The US stealth drone RQ-170 downed by Iran on Dec. 4 was sent to find evidence to support this suspicions against Iran. The US and most probably Israel too then turned to other intelligence resources to find out what Iran was up to. They came up with evidence that Iran has begun assembling components of a nuclear bomb or warhead and this was the subject of the conversation between US President Barack Obama and Defense minister Ehud Barak in Maryland on Dec. 16.

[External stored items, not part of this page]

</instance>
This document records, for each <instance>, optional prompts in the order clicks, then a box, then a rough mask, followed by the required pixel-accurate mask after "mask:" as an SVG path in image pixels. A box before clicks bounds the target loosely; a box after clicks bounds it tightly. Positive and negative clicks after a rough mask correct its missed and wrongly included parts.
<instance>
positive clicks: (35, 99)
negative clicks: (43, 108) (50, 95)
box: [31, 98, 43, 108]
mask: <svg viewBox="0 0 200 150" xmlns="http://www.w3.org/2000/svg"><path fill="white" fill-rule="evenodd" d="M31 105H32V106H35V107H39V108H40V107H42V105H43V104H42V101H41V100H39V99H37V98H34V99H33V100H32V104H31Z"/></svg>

debkafile’s sources report a procession of prominent US officials visiting Israel this week to tighten coordination on their next moves. Lt. Gen. Frank Gorenc, commander of the US’s Third air Force, was one of those visitors. He came to organize the biggest joint military exercise ever held by the US and Israel.
Tuesday, Dec. 20, Undersecretary of State Wendy Sherman, Secretary of State Hillary Clinton’s right-hand, arrived together with Robert Einhorn, a State Department special adviser on nonproliferation. The two came to tie up the diplomatic ends of the decisions reached by President Obama and Defense Minister Barak.